# On computation of Jacobi sum [closed]

I’m computing Jacobi sum of cubic residue symbol as follows:

```
N=3
x=polygen(ZZ,'x')
K.<z>=CyclotomicField(N)
p=-4-3*z
P = K.ideal(p)
sum([K(a).residue_symbol(P,N)*K(1-a).residue_symbol(P,N) for a in [2..P.norm()-1] if a not in P and 1-a not in P])
```

The output is `-3*z - 4`

. This is correct.

But I wrote another equivalent code:

```
def Jacobi(P,l,j):
x=sum([K(a).residue_symbol(P,l)^j*K(1-a).residue_symbol(P,l)^j for a in range(2, P.norm()-1) if a not in P and 1-a not in P])
return x
N=3
x=polygen(ZZ,'x')
K.<z>=CyclotomicField(N)
p=-4-3*z
P = K.ideal(p)
Jacobi(P,N,1)
```

Then the output is `-4*z - 4`

, this is odd. Where is wrong?

You have different summation ranges.

`range`

stops just before its upper boundOh my goodness.Thank you.
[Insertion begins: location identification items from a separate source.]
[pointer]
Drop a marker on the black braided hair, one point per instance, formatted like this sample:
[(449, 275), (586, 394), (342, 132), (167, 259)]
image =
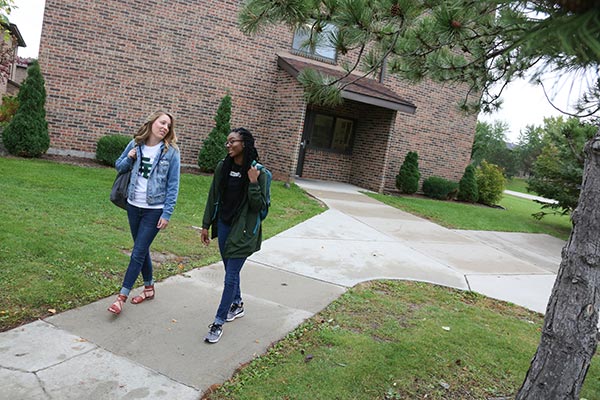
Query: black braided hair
[(250, 154)]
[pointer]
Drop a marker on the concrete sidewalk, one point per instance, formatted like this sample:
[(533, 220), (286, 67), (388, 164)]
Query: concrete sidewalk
[(156, 351)]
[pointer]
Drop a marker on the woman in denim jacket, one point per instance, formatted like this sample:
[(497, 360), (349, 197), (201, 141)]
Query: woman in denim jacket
[(153, 157)]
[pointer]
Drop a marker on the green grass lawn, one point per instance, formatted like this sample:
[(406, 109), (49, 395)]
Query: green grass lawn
[(514, 216), (401, 340), (63, 244)]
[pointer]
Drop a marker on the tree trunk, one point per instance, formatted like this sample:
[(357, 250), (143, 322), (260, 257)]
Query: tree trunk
[(570, 332)]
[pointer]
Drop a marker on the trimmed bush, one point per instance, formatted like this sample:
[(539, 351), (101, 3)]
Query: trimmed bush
[(490, 182), (467, 187), (8, 109), (439, 188), (110, 147), (26, 135), (213, 149), (407, 181)]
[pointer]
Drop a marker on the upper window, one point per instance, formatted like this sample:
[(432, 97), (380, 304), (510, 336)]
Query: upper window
[(323, 47), (332, 133)]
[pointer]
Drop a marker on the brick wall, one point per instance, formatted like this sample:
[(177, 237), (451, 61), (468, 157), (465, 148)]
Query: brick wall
[(109, 64)]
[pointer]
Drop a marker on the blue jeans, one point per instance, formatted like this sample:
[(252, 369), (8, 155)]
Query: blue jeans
[(142, 223), (231, 286)]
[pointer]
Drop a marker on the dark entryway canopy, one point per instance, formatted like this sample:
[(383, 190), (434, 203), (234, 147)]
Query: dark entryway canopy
[(365, 90)]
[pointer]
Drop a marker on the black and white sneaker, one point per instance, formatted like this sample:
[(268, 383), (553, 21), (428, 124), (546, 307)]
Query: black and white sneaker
[(236, 311), (214, 334)]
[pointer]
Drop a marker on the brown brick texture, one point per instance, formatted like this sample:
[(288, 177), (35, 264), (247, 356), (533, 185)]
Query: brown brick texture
[(109, 64)]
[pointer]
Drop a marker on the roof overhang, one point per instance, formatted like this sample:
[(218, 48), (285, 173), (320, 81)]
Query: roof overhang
[(364, 90), (14, 31)]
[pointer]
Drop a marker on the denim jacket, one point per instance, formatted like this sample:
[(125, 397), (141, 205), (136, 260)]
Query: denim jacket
[(163, 181)]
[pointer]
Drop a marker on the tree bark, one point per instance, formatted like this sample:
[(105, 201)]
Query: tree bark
[(570, 332)]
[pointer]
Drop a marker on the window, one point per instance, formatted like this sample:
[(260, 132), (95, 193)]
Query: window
[(323, 49), (332, 133)]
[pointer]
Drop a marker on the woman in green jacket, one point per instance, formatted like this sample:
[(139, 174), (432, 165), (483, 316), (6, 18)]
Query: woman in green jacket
[(237, 195)]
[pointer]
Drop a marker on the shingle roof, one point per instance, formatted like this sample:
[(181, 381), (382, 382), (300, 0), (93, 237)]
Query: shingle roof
[(365, 90)]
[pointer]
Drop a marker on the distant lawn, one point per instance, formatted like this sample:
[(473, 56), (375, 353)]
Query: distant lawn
[(517, 185), (515, 217), (63, 244)]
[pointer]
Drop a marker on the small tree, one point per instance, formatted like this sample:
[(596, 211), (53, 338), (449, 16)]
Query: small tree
[(490, 183), (467, 187), (407, 181), (110, 147), (27, 133), (8, 109), (212, 150), (558, 170)]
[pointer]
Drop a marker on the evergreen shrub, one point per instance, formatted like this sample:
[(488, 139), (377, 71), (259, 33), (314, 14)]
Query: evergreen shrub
[(439, 188), (213, 149), (467, 187), (490, 183), (8, 109), (110, 147), (26, 135), (407, 181)]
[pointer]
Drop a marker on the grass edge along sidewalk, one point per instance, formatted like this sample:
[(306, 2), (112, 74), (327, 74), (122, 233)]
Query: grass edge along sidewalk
[(400, 340), (64, 244)]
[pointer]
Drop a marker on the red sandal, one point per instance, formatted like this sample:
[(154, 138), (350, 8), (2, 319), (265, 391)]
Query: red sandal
[(117, 306), (147, 294)]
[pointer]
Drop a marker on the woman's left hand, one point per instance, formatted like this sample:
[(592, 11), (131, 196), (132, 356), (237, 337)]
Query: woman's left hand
[(253, 174), (162, 223)]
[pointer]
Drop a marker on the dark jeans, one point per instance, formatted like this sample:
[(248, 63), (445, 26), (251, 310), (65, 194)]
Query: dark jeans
[(142, 223), (231, 287)]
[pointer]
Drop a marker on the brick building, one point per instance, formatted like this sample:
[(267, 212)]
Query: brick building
[(13, 69), (109, 64)]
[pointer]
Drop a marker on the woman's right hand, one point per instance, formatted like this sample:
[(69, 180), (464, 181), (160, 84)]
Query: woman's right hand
[(204, 236), (132, 153)]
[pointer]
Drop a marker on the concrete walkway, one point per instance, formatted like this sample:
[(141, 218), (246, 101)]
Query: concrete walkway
[(155, 350)]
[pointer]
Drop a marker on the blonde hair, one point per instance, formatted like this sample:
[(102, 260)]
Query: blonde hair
[(145, 130)]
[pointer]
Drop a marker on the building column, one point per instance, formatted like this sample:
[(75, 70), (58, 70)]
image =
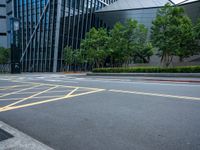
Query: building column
[(55, 60)]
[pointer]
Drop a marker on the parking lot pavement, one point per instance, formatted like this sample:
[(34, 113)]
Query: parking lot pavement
[(79, 112)]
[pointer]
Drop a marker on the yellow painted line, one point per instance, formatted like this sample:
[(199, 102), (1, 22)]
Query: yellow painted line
[(157, 94), (37, 97), (28, 97), (89, 88), (18, 91), (11, 87), (70, 93), (51, 100)]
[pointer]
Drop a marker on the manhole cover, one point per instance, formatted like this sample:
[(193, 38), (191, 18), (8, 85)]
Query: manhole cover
[(4, 135)]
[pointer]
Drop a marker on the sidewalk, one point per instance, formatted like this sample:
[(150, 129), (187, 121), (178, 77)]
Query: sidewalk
[(194, 75), (17, 140)]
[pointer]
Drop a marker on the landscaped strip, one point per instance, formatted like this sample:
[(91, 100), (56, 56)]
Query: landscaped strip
[(184, 69)]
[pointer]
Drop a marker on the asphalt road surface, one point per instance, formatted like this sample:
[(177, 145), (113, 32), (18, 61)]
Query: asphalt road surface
[(76, 112)]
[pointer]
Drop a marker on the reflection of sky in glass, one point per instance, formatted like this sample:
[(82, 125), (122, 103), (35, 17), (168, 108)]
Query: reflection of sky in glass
[(179, 1)]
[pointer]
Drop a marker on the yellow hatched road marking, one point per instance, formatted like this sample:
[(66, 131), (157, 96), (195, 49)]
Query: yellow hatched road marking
[(16, 99), (28, 97), (19, 91), (157, 94), (51, 100)]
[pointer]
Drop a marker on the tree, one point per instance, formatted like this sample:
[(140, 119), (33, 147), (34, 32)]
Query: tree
[(95, 46), (68, 57), (172, 34), (4, 55), (129, 43)]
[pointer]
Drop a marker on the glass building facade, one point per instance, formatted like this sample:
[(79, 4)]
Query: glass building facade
[(47, 26)]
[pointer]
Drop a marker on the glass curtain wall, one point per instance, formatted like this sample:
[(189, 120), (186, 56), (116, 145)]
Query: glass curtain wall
[(47, 26)]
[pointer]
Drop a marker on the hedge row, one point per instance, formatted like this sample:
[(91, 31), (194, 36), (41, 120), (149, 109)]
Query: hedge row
[(188, 69)]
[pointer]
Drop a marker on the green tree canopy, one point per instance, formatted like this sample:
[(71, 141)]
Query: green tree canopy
[(129, 43), (172, 34)]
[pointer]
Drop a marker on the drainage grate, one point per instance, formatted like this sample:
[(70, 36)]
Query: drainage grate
[(4, 135)]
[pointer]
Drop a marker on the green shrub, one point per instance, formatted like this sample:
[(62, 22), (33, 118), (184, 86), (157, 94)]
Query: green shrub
[(185, 69)]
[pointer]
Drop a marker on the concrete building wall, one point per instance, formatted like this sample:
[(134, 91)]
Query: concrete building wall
[(3, 26)]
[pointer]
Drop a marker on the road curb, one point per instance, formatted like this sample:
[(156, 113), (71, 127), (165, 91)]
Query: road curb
[(20, 141), (194, 75)]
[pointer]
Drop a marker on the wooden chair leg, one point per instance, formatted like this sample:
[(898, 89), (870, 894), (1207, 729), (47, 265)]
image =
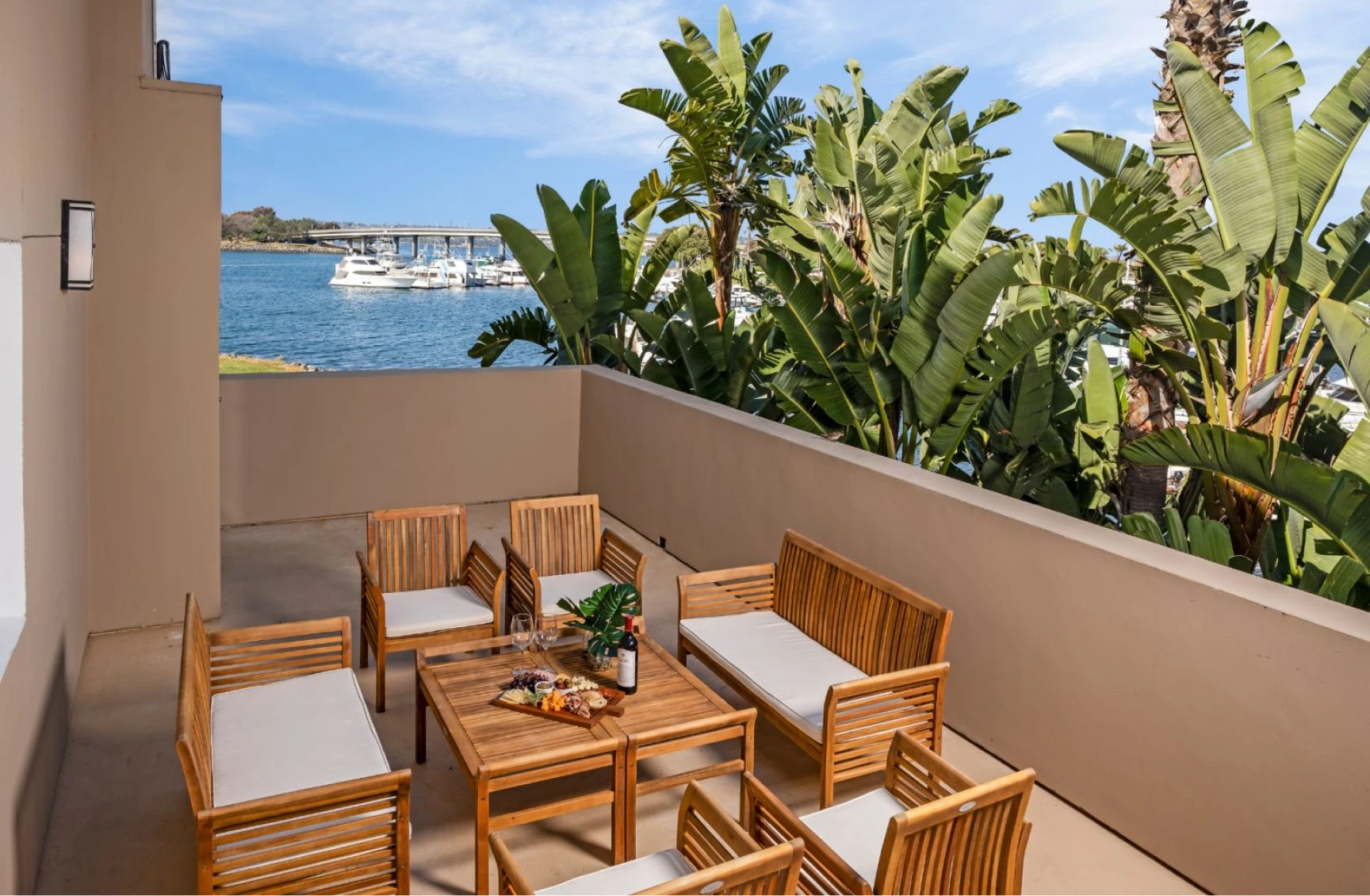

On a different note - there is no need to create a list to sum up its elements, that is, instead of

`sum([...])`

you can do simply`sum(...)`

, which may save some memory when the number of terms is large.And same for

`[2..P.norm()-1]`

- there is no need to create a list here, generator`(2..P.norm()-1)`

(or`range()`

) is well sufficient for summation purposes.